The roots of novelty detection can be traced to classical statistical methods for outlier rejection, which date back to the 19th century. Early work focused on identifying extreme values in univariate distributions using techniques such as Grubbs' test and Dixon's Q test.
The modern formulation of novelty detection as a machine learning problem began to take shape in the late 1990s and early 2000s. Scholkopf et al. introduced the support vector method for novelty detection in 1999 at NeurIPS, and the full journal version describing the One-Class SVM appeared in Neural Computation in 2001. Around the same time, Tax and Duin developed Support Vector Data Description (SVDD) as a complementary approach. Breunig et al. introduced the Local Outlier Factor algorithm at ACM SIGMOD in 2000, providing a density-based alternative to distance-based methods.
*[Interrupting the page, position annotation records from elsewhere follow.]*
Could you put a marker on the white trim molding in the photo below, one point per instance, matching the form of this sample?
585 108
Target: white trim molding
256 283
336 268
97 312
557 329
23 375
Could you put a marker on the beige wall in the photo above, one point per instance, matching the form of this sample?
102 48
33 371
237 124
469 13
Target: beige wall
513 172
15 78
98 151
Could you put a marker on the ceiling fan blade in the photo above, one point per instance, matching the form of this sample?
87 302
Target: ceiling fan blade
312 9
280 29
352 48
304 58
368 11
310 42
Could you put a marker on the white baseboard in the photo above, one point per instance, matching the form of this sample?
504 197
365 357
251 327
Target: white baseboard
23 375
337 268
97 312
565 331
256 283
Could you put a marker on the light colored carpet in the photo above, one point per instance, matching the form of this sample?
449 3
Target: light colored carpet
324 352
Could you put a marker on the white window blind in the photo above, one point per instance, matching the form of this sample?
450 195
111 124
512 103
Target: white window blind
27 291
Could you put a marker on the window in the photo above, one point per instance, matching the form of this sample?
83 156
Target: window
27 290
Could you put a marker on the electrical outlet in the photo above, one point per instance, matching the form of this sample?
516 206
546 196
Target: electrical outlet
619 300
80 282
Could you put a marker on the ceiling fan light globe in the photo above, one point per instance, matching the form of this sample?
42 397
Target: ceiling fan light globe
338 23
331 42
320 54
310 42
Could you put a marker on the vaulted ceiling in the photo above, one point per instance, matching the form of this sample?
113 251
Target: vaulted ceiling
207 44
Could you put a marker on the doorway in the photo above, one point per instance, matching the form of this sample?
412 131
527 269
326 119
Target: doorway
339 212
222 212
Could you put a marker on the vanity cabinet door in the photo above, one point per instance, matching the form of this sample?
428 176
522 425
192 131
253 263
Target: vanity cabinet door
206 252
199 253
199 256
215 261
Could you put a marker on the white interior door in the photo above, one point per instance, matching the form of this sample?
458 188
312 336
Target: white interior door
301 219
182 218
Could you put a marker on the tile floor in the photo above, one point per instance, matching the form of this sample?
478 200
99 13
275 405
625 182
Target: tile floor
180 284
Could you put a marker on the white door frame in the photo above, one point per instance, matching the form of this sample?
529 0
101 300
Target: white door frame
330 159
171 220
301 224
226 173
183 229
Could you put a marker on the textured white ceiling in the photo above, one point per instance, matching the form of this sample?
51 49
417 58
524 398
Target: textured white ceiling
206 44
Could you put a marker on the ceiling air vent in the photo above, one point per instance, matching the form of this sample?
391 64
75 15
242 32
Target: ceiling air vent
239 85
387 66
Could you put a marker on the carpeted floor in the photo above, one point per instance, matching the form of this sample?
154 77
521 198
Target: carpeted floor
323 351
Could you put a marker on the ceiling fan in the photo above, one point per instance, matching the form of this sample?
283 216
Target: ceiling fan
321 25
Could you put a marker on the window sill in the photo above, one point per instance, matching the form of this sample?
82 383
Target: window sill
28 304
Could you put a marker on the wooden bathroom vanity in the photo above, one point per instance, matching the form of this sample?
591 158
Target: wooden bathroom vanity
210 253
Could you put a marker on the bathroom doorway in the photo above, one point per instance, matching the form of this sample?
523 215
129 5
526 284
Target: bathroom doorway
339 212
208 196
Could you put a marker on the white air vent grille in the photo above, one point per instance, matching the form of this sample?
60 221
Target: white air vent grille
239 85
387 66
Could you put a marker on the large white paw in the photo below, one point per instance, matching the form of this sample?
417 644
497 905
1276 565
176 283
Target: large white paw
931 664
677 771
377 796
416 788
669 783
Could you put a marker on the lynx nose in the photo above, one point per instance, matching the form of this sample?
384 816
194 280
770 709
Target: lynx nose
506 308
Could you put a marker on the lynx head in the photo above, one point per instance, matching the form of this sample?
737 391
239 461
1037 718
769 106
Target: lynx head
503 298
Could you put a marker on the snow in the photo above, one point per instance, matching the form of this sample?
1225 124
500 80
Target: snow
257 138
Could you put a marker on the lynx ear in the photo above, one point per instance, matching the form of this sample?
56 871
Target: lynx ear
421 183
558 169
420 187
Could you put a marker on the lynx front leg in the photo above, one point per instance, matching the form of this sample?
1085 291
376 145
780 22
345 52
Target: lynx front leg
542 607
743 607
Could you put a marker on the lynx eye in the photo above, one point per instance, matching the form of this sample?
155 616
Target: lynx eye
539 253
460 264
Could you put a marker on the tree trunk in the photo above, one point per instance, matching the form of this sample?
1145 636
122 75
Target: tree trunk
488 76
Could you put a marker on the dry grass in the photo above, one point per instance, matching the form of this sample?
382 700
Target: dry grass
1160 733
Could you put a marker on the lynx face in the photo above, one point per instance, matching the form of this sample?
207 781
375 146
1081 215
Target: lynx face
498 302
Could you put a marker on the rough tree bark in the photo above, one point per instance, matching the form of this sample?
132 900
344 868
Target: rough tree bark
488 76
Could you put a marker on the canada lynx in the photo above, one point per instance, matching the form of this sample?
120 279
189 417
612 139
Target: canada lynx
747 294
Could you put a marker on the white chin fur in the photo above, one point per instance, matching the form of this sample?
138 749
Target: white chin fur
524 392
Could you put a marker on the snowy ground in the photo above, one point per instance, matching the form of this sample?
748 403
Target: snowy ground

Markou and Singh published a comprehensive two-part review of novelty detection in Signal Processing in 2003, covering both statistical approaches (Part 1) and neural network-based approaches (Part 2). These reviews helped establish novelty detection as a recognized subfield of machine learning.
Liu, Ting, and Zhou introduced the Isolation Forest algorithm at IEEE ICDM in 2008, offering a tree-based approach with linear time complexity and low memory requirements. The extended journal version appeared in ACM Transactions on Knowledge Discovery from Data in 2012.
Pimentel et al. published an updated review in Signal Processing in 2014, organizing the field into five categories (probabilistic, distance-based, domain-based, reconstruction-based, and information-theoretic) and surveying applications across multiple domains.
The rise of deep learning from 2015 onward brought new reconstruction-based and representation-learning approaches. Deep SVDD (Ruff et al., 2018), self-supervised novelty detection methods, and transformer-based approaches have since expanded the toolkit available to practitioners.